NPR yesterday morning related “the U.S. Supreme Court’s ruling that a federal whistleblower law, enacted after the collapse of Enron Corporation, protects not just the employees of a public company, but also company contractors like lawyers, accountants, and investment funds.”
The case was Lawson. Etal v. FMR LLC, Etal , Case 12–3.
Justice Ginsburg in delivering the opinion of the Court, concluded that §1514A’s whistleblower protection includes employees of a public company’s private contractors and subcontractors, writing in the syllabus that “to safeguard investors in public companies and restore trust in the financial markets following the collapse of Enron Corporation, Congress passed the Sarbanes-Oxley Act of 2002. One of the Act’s provisions protects whistleblowers; at the time relevant here, that provision instructed: “No [public] company . . ., or any . . . contractor [or] subcontractor . . . of such company, may discharge, demote, suspend, threaten, harass, or . . . discriminate against an employee in the terms and conditions of employment because of [whistleblowing activity].” 18 U. S. C. §1514A(a).

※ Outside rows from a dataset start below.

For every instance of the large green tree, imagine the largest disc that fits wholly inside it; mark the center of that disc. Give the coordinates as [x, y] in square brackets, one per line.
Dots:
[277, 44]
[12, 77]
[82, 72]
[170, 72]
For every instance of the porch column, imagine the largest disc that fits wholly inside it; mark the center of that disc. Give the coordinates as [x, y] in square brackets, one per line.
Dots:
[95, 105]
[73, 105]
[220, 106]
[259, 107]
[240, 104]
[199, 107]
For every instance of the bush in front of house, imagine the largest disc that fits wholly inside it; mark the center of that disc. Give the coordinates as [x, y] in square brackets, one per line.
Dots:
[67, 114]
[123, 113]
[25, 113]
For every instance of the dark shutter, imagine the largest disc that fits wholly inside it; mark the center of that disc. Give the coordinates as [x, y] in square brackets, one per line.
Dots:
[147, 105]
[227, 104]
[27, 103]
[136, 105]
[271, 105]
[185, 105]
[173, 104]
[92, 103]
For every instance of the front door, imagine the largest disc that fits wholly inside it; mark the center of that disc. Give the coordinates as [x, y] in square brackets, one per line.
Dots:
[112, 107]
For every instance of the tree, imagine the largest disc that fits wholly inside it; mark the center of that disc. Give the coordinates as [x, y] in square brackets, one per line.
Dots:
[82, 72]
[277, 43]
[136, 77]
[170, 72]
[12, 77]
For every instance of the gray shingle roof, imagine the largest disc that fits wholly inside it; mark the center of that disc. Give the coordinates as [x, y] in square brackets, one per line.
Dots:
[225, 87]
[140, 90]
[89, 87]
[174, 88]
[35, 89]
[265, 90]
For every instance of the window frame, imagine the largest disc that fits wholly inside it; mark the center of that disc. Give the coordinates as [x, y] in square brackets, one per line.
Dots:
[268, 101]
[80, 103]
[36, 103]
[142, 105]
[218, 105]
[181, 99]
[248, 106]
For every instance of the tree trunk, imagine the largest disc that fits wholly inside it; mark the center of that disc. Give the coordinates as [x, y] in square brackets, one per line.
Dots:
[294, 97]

The Court looked first to the ordinary meaning of the provision’s language, Ginsburg further explained, referring toMoskal v. United States, 498 U. S. 103, 108 (1990) “As relevant here, §1514A(a) provides that “no . . . contractor . . . may discharge . . . an employee.” The ordinary meaning of “an employee” in this proscription is the contractor’s own employee. FMR’s “narrower construction” requires inserting “of a public company” after “an employee,” but where Congress meant “an employee of a public company,” it said so.”